While almost universally beloved in death, Marley wasn't always admired in life. As a devout Rastafarian, he believed Haile Selassie I, the former emperor of Ethiopia, to be Jah, or God, incarnate. He wore long dreadlocks and believed marijuana was a sacred herb, and that scared people who associated all Rastafarians with the drug trade. During the Canadian leg of a world tour, a reporter asked Marley what he thought about the alleged link between the drug trade in the United States and Canada, and Rastafarians.

"I wouldn't say Rastafarians have a bad reputation," Marley said. "I would say people gave Rastafarians a bad reputation because all these things started happening before Rastafarians came to Canada."

Nonetheless, some argue that Marley is more of a world star than Lennon or Presley. To many, he was the first in the music world to voice the plight of Jamaica and the oppressed.

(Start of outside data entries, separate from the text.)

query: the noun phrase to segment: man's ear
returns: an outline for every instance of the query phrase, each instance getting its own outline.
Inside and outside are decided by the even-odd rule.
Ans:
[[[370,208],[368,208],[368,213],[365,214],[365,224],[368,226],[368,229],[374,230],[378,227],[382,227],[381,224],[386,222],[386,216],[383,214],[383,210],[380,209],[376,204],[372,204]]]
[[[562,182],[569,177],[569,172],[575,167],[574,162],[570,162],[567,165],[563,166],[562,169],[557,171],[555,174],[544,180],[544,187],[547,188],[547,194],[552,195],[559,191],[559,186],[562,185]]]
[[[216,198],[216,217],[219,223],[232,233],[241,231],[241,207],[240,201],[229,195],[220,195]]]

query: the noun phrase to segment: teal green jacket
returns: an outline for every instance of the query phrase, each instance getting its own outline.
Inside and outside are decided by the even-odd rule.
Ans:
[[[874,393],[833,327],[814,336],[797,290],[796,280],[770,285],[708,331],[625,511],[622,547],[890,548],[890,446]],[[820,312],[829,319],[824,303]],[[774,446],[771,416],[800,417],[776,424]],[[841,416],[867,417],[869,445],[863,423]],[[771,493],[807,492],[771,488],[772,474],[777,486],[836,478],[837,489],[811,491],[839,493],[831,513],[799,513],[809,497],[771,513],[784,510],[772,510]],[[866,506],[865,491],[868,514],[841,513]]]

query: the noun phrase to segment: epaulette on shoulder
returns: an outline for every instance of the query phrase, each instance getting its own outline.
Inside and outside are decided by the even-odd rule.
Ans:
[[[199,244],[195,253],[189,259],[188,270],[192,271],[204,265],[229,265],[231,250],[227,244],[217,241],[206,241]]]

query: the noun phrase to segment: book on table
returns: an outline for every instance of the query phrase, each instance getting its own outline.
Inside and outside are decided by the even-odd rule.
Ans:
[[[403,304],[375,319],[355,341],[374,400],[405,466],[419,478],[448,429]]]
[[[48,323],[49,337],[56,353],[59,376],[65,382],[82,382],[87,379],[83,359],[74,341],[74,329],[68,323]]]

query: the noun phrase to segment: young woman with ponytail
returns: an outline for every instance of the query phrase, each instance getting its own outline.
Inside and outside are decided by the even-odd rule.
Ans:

"If you mention Bob Marley's name anywhere around the world, people will know who he is," said James Henke, chief curator of the Rock and Roll Hall of Fame and Museum and author of "Marley Legend: An Illustrated Life of Bob Marley."

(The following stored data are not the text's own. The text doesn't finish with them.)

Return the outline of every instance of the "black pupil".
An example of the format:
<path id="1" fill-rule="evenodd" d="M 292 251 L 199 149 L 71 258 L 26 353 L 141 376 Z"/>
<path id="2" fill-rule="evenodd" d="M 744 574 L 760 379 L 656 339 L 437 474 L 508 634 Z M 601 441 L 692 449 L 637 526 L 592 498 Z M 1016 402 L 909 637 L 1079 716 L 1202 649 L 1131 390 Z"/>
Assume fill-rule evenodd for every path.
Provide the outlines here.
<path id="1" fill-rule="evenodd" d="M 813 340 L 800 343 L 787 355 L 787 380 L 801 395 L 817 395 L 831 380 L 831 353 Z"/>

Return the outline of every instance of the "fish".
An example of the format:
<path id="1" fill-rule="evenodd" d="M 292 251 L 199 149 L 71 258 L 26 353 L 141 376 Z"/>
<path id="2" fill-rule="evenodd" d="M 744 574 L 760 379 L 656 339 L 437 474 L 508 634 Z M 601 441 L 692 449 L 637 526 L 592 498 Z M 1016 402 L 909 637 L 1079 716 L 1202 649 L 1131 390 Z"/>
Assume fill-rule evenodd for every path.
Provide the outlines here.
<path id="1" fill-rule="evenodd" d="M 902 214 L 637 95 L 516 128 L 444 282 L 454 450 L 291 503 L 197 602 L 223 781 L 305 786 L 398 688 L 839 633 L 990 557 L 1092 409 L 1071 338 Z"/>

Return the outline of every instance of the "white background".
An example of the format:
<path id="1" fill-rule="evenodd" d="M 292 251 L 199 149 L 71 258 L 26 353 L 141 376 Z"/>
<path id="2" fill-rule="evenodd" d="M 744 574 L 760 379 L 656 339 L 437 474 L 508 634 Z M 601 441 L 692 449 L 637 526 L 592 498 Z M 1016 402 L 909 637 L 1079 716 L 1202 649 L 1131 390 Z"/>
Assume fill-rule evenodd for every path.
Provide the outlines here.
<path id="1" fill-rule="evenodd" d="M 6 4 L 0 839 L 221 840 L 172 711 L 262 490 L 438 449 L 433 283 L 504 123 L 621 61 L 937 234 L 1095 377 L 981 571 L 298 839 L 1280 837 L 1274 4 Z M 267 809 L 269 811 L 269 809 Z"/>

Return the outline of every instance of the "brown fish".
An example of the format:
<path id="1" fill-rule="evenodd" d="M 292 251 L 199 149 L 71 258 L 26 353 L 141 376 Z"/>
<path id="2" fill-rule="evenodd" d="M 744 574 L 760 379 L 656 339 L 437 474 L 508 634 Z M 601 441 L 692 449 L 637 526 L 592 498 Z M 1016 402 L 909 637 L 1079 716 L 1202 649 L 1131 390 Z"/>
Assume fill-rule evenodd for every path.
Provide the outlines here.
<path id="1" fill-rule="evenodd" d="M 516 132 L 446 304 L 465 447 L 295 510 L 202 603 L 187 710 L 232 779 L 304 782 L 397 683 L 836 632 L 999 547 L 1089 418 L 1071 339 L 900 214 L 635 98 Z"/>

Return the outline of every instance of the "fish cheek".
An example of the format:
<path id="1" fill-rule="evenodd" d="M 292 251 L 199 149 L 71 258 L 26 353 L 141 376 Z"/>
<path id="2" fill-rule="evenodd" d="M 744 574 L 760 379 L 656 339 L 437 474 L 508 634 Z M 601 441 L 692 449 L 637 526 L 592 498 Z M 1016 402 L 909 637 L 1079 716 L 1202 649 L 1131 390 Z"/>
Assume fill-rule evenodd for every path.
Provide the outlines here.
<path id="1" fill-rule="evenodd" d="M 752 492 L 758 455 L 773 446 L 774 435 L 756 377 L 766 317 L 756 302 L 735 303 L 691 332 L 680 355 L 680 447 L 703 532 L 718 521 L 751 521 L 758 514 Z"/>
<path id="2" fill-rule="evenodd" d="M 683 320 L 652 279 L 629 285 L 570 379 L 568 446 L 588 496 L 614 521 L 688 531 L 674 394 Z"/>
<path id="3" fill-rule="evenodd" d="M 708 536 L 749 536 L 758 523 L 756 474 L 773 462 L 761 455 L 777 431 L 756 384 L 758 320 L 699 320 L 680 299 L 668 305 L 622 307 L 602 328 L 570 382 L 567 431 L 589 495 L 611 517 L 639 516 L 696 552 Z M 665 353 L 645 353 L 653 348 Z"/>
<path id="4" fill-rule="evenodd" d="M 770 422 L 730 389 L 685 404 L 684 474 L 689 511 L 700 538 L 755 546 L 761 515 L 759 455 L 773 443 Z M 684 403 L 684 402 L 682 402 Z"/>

"He was more than a reggae artist. He spoke on issues that affected black and white people. His songs about less-fortunate people -- people who are in need of help and the downtrodden -- still resonate today."

What Would Bob Do Today?

If Marley was alive today, music historians say, he would still be singing about the plight of Jamaica and Africa, and undoubtedly would have spoken out about the genocide in the Darfur region of Sudan. He may have had a teammate in fellow activist and U2 lead singer Bono, who helped induct Marley into the Rock Hall in 1994.

"I'm not sure that he would have been as active on the world stage on world issues like Bono, but he would have spoken out on a variety of issues," Henke said. "It would have been interesting to see where he would have gone in the hip-hop and R&B world and what kind of collaborations and influence he would have had there. Punk was very influenced by reggae."

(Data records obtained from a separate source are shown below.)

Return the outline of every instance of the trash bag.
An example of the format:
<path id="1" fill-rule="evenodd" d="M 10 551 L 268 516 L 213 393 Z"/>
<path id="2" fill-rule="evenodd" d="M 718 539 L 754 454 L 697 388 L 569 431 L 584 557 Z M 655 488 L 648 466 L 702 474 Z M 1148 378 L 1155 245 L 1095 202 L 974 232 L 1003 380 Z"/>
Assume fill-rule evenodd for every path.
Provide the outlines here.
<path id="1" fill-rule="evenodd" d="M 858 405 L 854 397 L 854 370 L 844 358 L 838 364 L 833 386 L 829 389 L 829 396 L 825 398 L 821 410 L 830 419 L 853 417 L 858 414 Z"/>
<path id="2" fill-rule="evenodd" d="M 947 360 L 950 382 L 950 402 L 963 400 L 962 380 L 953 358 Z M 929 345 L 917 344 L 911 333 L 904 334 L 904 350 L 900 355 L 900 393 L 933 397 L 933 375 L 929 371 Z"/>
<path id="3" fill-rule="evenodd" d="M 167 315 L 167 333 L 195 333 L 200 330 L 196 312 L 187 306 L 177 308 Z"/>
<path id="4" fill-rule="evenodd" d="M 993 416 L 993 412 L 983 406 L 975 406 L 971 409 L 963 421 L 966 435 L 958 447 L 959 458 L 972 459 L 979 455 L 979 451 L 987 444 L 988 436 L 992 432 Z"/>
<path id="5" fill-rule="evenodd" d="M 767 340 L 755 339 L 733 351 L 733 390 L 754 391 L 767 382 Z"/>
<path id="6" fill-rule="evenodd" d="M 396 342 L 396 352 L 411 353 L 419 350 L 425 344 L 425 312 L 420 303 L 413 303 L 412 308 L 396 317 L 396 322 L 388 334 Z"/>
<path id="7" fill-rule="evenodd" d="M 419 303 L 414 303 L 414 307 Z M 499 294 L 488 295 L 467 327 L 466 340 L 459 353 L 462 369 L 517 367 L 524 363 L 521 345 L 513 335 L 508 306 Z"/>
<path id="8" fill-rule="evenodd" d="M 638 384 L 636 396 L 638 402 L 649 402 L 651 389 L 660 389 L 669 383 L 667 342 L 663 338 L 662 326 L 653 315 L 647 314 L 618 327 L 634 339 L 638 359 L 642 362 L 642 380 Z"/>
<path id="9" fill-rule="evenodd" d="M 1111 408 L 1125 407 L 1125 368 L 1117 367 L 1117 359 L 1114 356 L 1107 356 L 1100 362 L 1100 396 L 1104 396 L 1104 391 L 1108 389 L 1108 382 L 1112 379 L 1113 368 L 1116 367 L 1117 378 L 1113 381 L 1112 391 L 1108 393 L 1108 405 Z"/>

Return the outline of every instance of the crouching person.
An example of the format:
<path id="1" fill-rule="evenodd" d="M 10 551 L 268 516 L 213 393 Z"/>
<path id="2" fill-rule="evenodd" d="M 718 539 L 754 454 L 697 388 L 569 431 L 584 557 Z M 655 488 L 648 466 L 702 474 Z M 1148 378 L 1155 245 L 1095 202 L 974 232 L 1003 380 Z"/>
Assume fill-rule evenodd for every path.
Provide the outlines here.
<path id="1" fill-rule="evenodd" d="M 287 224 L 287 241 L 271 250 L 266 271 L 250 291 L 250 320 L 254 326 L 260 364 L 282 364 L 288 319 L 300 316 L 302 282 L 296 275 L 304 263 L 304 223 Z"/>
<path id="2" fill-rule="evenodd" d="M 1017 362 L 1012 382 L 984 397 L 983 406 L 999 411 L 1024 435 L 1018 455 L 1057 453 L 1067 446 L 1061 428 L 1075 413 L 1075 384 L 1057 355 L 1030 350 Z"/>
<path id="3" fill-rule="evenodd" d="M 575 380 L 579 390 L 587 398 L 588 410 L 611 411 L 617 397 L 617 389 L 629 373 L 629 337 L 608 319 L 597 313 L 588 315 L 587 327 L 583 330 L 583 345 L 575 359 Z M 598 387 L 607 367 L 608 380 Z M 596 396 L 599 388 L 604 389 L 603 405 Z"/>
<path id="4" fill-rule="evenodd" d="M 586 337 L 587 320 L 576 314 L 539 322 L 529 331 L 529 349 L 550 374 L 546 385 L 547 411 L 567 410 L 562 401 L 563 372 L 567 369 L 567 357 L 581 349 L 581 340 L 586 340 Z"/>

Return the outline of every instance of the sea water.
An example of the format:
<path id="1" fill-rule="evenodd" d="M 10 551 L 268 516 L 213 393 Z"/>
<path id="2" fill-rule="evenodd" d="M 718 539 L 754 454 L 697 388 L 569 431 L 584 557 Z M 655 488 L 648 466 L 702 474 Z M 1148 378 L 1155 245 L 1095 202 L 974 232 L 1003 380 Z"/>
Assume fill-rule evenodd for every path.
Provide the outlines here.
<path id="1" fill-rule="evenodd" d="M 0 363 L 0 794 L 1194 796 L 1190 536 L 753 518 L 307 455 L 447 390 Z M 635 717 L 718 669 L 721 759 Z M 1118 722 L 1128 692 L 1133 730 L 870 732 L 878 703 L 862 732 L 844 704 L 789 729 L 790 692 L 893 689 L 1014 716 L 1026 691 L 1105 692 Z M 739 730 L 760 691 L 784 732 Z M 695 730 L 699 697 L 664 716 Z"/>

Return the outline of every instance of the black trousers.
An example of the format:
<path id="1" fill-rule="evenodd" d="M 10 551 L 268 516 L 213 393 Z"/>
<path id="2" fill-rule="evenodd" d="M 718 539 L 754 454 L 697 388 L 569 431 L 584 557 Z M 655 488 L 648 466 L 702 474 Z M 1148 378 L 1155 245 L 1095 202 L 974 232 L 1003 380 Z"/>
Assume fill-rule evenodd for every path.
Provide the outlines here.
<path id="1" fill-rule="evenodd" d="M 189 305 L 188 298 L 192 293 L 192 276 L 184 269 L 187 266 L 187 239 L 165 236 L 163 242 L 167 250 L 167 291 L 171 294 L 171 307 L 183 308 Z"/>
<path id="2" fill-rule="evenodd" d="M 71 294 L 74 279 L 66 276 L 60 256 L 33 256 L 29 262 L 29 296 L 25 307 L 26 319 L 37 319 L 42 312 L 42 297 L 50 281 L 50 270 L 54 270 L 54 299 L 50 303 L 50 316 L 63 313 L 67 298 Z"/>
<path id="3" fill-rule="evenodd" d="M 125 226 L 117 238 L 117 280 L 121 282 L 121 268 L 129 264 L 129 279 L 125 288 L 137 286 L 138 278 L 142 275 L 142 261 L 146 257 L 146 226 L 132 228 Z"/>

No reggae artist has really come close to Marley's stature in years since his death. Sons Ziggy and Damian have carried on his legacy, but their father is still considered the face of reggae.

"There has been a void left by his death," Rolling Stone's Brackett said. "You had those [in reggae] who were trying to be like him and you had those who tried so hard not to be like him. And he was charismatic and no one has really been able to live up to that."

Continuing to Hear -- and Sing -- the Words of the Rastaman

Matisyahu, who was a month short of his second birthday when Marley died, knows he will never replace a legend. He just hopes he can stir some of his listeners' hearts the way Marley's music still does.

"I hope I can express ideas and emotion, make them accessible to many people in as powerful a way as he did," he said. "His music just soaked into me. I'm sure it has influenced the way I write. … To me, seeing Bob Marley get up on stage with his guitar and take the concept of giving glory to the King -- king worship -- just made it seem more real to me. If I can do that for someone, I'd be happy."

Through Marley, Matisyahu continues to hear the words of the Rastaman. It will be a long time before Marley steps down from his throne.